The Best Way to Leap China’s Great Firewall
As Internet filtering and censorship soars around the world, a comprehensive examination of leading circumvention technologies–carried out partly at Internet cafes in China, Vietnam, and South Korea–concludes that the leading tools work well but can slow Internet access significantly and, in some cases, present security holes.

“The issue of performance is a big one in terms of going to a higher proportion of users in countries where there is censorship,” says John Palfrey, Harvard University Internet law professor and coauthor of the report released today by Harvard’s Berkman Center for Internet and Society. “As with many Internet-based tools, the issue is one of scale,” Palfrey adds. “Can you create an environment where it is easy enough and protective enough for people to use these tools? If not, they will remain a fringe activity.”
In a related ongoing effort, the OpenNet Initiative–a project involving Harvard, the University of Toronto, Oxford University, and Cambridge University–is studying the spread of Internet censorship and surveillance worldwide. A forthcoming report will show a sharp rise in global filtering activity. Analyzing new data from 71 countries, OpenNet researchers have so far confirmed filtering in more than three dozen–up from 25 nations found to be filtering in a 2006 report, which looked at 46 nations in total. The new analysis, which will not be concluded for several more weeks, will also show greater blocking of social-networking sites such as Facebook and YouTube; increased filtering of blogging platforms, especially in the Middle East and North Africa; and an increase in examples of Western nations trying to block pornography, hate speech, and terrorism sites.
To get around Web restrictions, Internet users can install circumvention software. Such tools employ various approaches to route information around government or ISP blocks using proxy computers, or computers in nonfiltering nations that can fetch blocked pages and pass them on. Some versions allow people in filtered nations to tap their personal networks of friends and family abroad to acquire reliable and safe proxy-computer addresses.
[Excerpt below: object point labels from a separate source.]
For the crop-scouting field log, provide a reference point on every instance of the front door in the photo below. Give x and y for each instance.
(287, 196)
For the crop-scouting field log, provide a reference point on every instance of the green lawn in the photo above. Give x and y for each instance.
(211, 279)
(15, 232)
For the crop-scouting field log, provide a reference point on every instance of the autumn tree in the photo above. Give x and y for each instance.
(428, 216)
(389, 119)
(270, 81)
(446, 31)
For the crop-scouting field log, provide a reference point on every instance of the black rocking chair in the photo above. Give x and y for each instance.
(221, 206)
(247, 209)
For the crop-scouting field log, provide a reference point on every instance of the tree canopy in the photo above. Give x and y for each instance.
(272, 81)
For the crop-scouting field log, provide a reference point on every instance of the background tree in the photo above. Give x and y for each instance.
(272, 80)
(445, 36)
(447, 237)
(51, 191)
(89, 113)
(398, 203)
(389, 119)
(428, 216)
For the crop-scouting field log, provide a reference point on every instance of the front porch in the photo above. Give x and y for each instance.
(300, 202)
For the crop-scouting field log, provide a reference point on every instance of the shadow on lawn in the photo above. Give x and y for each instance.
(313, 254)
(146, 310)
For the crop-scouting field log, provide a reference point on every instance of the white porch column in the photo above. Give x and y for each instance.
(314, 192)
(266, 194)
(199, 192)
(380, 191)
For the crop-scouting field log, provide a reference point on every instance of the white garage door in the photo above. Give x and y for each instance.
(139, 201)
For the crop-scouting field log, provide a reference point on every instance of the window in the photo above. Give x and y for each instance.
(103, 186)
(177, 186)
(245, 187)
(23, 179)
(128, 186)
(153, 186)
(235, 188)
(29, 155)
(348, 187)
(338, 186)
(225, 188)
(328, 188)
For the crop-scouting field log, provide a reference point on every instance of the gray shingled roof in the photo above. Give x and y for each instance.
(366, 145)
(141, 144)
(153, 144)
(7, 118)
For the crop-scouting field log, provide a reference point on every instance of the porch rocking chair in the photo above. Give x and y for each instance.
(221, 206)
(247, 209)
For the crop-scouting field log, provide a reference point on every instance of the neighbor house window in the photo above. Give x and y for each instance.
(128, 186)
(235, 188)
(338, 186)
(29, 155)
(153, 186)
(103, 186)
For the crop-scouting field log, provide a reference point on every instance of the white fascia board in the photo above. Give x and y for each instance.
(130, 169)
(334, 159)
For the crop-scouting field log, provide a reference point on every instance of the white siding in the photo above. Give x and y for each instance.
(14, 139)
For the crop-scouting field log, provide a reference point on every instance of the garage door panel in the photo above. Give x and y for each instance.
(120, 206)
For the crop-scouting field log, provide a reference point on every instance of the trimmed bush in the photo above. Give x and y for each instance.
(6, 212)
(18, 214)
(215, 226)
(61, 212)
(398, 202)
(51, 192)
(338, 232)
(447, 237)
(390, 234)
More complex systems bounce data around a few hops, with identifying data encrypted, to protect anonymity.
Ten tools–some commercial products and some open-source, nonprofit efforts–were tested for the new study, which was conducted partly in a lab setting at Harvard and partly in cybercafes in Beijing, Shanghai, Hanoi, and Seoul. Hal Roberts, a senior researcher at Berkman, visited the cafes and ran the circumvention tools through their paces. The best tools overall were found to be Ultrareach, Psiphon, and Tor, while Dynaweb and Anonymizer also scored well. Others suffered greater problems with usability or security.
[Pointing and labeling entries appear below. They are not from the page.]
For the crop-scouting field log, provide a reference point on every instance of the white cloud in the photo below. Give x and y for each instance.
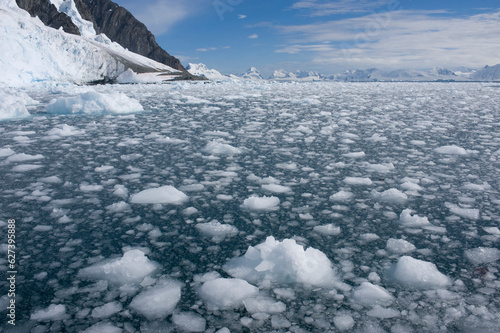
(409, 39)
(329, 7)
(161, 15)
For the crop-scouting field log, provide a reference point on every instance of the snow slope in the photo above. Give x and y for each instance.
(31, 52)
(203, 70)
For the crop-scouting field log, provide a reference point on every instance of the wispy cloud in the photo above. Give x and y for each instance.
(329, 7)
(161, 15)
(415, 39)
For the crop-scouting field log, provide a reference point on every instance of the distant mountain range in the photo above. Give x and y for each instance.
(488, 73)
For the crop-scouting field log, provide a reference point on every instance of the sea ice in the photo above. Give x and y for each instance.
(158, 301)
(217, 230)
(264, 203)
(160, 195)
(415, 273)
(482, 255)
(94, 103)
(132, 267)
(224, 293)
(408, 220)
(369, 294)
(283, 262)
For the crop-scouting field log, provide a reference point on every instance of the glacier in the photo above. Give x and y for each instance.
(241, 205)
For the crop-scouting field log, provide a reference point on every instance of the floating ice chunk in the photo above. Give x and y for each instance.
(327, 229)
(283, 262)
(275, 188)
(91, 188)
(358, 181)
(482, 255)
(26, 167)
(264, 203)
(219, 148)
(451, 150)
(95, 103)
(4, 152)
(341, 196)
(399, 246)
(263, 305)
(189, 322)
(133, 267)
(157, 302)
(391, 195)
(13, 105)
(160, 195)
(51, 313)
(469, 213)
(408, 220)
(226, 293)
(103, 327)
(414, 273)
(217, 230)
(383, 313)
(106, 310)
(369, 294)
(23, 158)
(380, 168)
(343, 322)
(65, 131)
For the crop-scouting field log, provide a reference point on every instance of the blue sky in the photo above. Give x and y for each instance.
(325, 36)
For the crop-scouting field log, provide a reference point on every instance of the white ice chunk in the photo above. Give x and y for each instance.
(408, 220)
(482, 255)
(133, 267)
(157, 302)
(343, 322)
(226, 293)
(391, 195)
(264, 203)
(107, 310)
(399, 246)
(51, 313)
(415, 273)
(103, 327)
(358, 181)
(263, 305)
(65, 131)
(219, 148)
(275, 188)
(189, 322)
(160, 195)
(217, 230)
(94, 103)
(283, 262)
(341, 196)
(451, 150)
(369, 294)
(327, 229)
(468, 213)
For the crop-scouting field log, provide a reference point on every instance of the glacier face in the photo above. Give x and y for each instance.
(31, 52)
(373, 207)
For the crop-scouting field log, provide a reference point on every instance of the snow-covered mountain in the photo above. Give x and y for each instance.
(31, 51)
(281, 75)
(488, 73)
(203, 71)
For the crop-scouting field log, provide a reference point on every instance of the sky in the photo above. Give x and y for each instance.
(328, 36)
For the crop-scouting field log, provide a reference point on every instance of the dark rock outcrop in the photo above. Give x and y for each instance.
(122, 27)
(49, 15)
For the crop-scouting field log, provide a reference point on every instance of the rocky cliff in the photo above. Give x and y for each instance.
(122, 27)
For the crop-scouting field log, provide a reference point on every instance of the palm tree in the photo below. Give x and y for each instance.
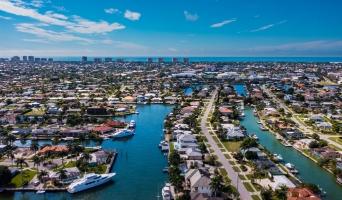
(36, 161)
(86, 156)
(41, 175)
(62, 174)
(62, 154)
(20, 162)
(11, 138)
(216, 183)
(34, 146)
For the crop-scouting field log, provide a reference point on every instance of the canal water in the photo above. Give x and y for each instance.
(240, 89)
(309, 171)
(138, 166)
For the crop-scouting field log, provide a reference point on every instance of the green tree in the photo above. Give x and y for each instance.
(5, 175)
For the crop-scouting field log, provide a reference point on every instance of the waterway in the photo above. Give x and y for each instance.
(309, 171)
(138, 166)
(240, 89)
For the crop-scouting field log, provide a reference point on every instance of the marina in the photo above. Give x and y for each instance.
(139, 164)
(309, 171)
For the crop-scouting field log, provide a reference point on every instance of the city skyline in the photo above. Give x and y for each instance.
(177, 28)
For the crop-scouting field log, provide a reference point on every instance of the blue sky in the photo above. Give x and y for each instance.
(171, 28)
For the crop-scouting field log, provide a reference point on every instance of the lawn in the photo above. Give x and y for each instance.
(69, 164)
(242, 177)
(248, 187)
(101, 169)
(23, 177)
(227, 156)
(236, 168)
(232, 146)
(36, 112)
(336, 139)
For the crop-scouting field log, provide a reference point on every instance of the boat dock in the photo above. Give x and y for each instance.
(111, 163)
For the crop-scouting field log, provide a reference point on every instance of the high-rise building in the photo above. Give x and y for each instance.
(108, 59)
(186, 60)
(97, 60)
(84, 58)
(119, 60)
(31, 58)
(15, 59)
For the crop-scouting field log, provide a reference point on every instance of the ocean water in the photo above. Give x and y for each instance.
(138, 166)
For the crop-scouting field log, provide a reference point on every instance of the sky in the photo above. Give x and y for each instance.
(221, 28)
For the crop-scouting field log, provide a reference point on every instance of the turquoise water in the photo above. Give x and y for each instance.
(309, 171)
(138, 166)
(219, 59)
(188, 91)
(240, 89)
“All of the tools we tested worked in the sense that if you sat in an Internet cafe in China and tried to bring up a site, you could do it,” says Roberts. But a major problem, he says, was the long loading times of restricted pages, a function of limited bandwidth at proxies or the additional hops the data took to reach the cafe. “The only tool that was even marginally unpainful was Ultrareach,” Roberts says, “but even for Ultrareach, it was anywhere from two to eight times slower than direct connection.” In some cases, the extra time helps provide added security–notably for Tor.
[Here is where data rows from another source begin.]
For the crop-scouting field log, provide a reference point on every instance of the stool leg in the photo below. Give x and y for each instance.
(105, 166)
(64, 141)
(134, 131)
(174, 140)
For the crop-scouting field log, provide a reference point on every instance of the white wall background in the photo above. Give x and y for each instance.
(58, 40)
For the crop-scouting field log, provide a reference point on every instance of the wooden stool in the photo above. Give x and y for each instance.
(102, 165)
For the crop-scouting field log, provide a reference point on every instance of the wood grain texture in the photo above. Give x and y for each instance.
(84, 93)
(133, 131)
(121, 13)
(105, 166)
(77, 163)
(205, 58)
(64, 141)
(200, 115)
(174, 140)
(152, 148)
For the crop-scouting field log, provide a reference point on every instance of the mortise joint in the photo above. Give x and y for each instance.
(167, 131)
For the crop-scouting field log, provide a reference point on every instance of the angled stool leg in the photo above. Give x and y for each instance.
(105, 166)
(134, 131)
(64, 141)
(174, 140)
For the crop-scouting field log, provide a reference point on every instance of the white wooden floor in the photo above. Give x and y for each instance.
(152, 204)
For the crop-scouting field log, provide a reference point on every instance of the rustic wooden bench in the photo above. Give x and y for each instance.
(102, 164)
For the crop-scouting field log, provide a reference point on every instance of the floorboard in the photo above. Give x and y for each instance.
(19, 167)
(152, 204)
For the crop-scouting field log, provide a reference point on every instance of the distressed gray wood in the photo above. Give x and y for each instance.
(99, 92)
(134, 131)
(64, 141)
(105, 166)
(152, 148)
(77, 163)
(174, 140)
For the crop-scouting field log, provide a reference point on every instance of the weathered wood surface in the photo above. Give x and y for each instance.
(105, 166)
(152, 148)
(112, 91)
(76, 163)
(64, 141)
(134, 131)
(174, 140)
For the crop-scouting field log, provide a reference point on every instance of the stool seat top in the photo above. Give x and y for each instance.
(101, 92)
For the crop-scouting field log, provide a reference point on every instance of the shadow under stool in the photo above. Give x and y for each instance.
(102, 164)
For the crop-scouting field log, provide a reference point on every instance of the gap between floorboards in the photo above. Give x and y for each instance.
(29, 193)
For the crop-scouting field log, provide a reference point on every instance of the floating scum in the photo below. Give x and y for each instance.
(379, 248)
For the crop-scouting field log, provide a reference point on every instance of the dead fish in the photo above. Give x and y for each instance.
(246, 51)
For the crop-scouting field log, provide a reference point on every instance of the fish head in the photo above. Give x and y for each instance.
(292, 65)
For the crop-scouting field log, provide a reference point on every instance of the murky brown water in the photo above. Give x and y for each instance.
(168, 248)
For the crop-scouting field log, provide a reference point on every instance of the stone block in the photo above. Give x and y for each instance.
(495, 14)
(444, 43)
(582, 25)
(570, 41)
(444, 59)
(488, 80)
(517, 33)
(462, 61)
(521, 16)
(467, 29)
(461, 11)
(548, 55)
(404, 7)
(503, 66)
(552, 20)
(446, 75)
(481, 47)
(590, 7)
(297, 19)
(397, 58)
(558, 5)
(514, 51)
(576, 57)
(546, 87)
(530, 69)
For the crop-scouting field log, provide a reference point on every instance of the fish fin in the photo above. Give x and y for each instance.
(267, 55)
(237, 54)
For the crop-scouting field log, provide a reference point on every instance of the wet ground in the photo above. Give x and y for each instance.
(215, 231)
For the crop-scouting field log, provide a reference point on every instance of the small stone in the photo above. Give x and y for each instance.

The larger issue is that circumvention tools are only used by a few million people around the world–a small number, considering that China alone has some 300 million Internet users. The challenge ahead will include spreading the word more widely, increasing the availability of proxy computers, and enlisting more technical and financial support in the fight against censorship.
Circumvention research is supported by human-rights and civil-rights organizations, including Human Rights Watch and the Electronic Frontier Foundation, and by some Western governments. “It’s easy to understand why governments and human rights funders would be interested in supporting censorship circumvention tools,” notes the text of the report, which was coauthored by Palfrey, Roberts, and Ethan Zuckerman, who heads a blogging advocacy group called Global Voices. “As discourse shifts from traditional media to new participatory media, the ability to access and create online information becomes equivalent to the ability to read, listen, and speak freely.”